Winner: Nathan Coulter-Nile
He’s in the side as a bowler, but when Australia needed someone to bat well, Nathan Coulter-Nile stepped up. The no. eight batsman nearly earned his maiden century, scoring 92 from just 60 deliveries, setting him up at a strike rate of 153.33! That match-turning innings fairly earned him Man of the Match.
Winner: Chris Gayle
If you were to check the scorecard, you’d ask how does someone call themselves a winner after scoring just 21? Well, you’d be surprised what occurred during Gayle’s 21. From ball one to 17, Gayle had crossed a personal achievement of 3000 World Cup runs! And in the innings prior to, Gayle in the fielding saw him become a hero to the crowd, saluting the crowd every time the ball just came in his hands. Hmm…is there a way to insert a laughing emoji in this article?
Winner: Shai Hope
After coming into this World Cup on impeccable form, Hope scored his maiden World Cup half-century. After taking four catches in the first innings, Hope went on to score 68(105), putting the West Indies in a winning position.
Losers: The Umpires
But the West Indies didn’t win, did they? Honestly, even though the Windies lost wickets late, I still feel like they deserved the win. And the umpiring stole it from them. By the time captain Jason Holder was dismissed in the 46th over, West Indies hadn’t lost a review despite using a review four times to that point. Meaning the umpires had been wrong multiple times. But the worst bit came in the fifth over, when Gayle was dismissed by an LBW from Mitchell Starc. Gayle shouldn’t have been dismissed as the ball prior to was a No-ball, but none of the umpires had caught it. As commentator Michael Holding puts it: “Umpiring in this game has been atrocious.

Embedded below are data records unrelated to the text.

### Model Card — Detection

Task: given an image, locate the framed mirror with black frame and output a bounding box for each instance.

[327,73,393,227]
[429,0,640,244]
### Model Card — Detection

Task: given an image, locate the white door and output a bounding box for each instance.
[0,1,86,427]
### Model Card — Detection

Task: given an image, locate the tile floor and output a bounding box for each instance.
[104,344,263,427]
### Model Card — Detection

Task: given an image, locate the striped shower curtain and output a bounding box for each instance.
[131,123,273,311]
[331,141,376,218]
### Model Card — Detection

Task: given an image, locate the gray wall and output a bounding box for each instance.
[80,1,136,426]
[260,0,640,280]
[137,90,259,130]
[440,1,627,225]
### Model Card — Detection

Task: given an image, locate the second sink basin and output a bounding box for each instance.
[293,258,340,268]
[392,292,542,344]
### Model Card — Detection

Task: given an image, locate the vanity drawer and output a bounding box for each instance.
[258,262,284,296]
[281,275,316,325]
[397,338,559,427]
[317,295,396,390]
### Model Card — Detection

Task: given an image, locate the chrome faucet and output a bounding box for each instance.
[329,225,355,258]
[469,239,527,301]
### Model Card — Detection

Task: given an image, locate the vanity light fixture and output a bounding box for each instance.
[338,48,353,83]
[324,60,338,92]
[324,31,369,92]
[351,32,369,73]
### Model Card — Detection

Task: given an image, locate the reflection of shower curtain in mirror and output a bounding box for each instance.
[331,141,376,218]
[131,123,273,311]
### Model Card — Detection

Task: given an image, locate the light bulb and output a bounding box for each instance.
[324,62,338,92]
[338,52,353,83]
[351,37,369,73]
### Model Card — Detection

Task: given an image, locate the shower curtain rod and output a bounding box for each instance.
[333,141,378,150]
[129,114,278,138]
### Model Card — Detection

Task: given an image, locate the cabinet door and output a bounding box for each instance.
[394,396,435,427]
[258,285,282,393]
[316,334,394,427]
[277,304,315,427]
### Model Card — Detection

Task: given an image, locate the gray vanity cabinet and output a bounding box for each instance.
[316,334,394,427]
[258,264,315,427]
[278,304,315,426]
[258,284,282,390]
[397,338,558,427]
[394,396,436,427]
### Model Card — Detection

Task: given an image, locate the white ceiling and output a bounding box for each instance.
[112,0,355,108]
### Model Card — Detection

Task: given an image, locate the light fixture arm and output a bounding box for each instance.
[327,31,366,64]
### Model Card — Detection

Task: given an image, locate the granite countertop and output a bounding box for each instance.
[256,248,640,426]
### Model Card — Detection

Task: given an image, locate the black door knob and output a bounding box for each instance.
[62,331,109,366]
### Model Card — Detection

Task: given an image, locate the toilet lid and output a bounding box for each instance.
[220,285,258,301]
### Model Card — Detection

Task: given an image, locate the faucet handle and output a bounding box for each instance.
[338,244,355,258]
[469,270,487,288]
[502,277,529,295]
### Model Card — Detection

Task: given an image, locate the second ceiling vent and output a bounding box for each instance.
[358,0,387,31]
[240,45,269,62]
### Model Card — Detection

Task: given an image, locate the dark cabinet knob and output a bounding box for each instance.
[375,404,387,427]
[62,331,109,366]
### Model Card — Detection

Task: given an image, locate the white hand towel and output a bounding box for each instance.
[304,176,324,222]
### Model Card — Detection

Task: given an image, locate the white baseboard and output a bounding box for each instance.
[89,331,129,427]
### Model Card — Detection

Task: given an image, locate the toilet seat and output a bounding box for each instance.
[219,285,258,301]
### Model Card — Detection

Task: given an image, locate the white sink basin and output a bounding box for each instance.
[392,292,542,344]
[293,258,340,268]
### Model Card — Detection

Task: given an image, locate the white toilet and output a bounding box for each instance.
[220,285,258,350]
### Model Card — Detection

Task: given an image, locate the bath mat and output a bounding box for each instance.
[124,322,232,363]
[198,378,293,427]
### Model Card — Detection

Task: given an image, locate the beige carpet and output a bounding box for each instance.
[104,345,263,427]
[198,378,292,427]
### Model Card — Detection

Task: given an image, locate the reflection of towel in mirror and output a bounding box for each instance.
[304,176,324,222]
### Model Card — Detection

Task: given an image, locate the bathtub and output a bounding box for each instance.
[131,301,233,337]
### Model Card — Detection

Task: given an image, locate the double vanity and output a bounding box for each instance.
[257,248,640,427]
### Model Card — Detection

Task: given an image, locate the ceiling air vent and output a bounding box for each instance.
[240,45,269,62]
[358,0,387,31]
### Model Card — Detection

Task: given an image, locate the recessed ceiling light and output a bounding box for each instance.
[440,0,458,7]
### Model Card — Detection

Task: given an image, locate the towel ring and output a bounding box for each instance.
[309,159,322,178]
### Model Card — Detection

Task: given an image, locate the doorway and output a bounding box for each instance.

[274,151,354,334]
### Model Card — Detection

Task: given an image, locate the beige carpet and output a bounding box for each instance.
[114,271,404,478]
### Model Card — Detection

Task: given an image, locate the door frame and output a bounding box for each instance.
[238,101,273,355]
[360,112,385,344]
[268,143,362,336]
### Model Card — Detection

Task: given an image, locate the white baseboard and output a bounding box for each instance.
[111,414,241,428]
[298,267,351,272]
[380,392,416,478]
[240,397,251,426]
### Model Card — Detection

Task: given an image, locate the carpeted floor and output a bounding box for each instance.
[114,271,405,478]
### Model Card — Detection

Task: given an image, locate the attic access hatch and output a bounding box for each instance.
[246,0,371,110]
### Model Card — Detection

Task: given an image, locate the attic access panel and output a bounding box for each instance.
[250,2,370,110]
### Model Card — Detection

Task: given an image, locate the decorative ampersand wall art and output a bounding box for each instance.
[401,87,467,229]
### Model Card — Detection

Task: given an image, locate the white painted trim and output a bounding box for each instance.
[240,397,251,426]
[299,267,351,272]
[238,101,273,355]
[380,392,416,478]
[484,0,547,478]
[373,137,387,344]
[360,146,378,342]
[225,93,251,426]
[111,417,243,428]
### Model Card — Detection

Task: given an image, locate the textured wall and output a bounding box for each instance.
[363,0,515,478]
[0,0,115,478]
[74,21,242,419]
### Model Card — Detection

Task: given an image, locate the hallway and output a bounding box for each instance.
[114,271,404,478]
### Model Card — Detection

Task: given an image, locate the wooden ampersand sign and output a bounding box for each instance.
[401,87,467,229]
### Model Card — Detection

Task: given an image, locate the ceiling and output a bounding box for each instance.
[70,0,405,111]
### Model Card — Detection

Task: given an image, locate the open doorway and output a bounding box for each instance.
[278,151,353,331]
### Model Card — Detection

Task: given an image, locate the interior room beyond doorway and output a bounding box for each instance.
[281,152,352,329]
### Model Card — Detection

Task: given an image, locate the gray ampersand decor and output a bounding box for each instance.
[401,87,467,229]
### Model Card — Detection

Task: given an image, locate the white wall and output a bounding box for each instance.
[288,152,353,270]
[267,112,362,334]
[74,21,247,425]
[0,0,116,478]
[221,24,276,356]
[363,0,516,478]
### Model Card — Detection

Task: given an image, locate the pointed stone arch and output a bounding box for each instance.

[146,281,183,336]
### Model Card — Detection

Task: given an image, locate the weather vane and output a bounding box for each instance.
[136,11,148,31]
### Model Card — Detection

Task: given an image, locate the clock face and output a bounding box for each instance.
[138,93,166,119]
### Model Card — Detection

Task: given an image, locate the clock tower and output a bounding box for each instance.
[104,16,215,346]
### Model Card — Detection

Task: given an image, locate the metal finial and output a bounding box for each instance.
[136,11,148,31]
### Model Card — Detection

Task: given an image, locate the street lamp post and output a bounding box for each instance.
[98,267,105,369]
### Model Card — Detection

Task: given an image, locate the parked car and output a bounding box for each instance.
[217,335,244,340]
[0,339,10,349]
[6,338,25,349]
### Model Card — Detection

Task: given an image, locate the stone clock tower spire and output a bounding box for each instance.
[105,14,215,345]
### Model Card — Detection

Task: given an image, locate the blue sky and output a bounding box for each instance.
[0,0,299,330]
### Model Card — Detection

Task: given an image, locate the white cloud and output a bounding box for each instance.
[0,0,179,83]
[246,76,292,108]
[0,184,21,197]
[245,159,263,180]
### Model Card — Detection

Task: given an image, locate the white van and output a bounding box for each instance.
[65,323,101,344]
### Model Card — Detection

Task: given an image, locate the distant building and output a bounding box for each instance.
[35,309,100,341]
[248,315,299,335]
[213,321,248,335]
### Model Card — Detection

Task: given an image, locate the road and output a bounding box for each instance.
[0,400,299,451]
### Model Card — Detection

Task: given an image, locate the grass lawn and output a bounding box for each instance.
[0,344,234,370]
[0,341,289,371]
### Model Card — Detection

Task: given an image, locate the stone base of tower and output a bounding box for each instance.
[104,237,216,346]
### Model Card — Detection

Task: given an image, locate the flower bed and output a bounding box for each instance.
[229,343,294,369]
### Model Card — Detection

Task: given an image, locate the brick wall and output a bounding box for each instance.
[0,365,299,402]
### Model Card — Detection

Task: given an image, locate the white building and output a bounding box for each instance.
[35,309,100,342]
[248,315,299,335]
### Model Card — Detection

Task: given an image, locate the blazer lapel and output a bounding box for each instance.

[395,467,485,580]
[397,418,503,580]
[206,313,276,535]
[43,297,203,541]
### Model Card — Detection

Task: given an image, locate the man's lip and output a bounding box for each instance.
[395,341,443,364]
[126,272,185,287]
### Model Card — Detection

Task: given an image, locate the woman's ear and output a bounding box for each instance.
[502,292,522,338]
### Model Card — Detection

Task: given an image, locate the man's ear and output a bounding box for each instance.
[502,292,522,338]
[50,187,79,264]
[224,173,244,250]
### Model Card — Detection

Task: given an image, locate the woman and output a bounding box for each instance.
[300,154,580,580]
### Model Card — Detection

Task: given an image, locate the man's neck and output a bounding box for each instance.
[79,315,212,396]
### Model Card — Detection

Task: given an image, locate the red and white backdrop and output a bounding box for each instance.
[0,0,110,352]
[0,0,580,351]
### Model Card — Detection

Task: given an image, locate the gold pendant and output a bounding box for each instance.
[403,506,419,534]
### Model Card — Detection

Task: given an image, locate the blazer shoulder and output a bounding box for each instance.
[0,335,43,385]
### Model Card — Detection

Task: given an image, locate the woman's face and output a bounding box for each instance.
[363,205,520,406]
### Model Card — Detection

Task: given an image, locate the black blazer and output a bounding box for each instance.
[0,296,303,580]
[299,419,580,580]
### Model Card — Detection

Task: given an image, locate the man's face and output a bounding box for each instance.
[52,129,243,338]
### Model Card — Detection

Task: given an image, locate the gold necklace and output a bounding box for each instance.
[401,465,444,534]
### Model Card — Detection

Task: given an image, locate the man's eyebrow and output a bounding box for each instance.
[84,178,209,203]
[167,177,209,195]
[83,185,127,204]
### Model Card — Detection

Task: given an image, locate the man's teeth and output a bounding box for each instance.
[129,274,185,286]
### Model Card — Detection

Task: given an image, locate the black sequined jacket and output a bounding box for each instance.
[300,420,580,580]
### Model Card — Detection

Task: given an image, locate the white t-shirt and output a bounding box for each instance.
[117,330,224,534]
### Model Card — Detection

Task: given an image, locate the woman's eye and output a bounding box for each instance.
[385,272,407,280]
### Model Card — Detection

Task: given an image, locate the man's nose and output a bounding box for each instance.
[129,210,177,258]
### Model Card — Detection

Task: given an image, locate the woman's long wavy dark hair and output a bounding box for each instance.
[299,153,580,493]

Even when I was playing, when they weren’t as strict as now, you were allowed 1 appeal, you don’t appeal 2,3,4 times. If umpires are intimidated that means they’re weak – this has been atrocious by both umpires.”
Starc still bowled excellently, though. He earned his sixth five-for in One-Day Internationals, conceding just 46 runs in this match. Towards the end of the innings, Starc ended up getting the key wicket of Holder, who had crossed the fifty mark, threatening Australia’s winning chances. But Starc made sure that didn’t happen and Australia took the two points home.
Those were some action-packed matches, but I don’t suspect that’ll be the end of it. India will take on Australia next in a thrilling blockbuster for sure, as the rivalry between the two sides has heated up in the last few years. Bangladesh will look to beat England once again while England needs to get back to winning, after losing to Pakistan. New Zealand’s next encounter is against Afghanistan, who need a win, and South Africa will search for two points against the West Indies. Let’s see some of my predictions for a few of these matches:
England vs Bangladesh @ Sophia Gardens, Cardiff on Saturday, June 8:
If England bats first: Bangladesh to win by two wickets.
If Bangladesh bats first: England to win by six wickets.
Afghanistan vs New Zealand @ Taunton County Ground on Saturday, June 8:
If Afghanistan bats first: New Zealand to win by five wickets.
If New Zealand bats first: New Zealand to win by 100 runs.
Australia vs India @ The Oval, London on Sunday, June 9:
If Australia bats first: Australia to win by 20 runs.
If India bats first: India to win by 30 runs.
South Africa vs the West Indies @ The Rose Bowl, Southampton on Monday, June 10:
If South Africa bats first: West Indies to win by three wickets.
If West Indies bats first: South Africa to win by five wickets.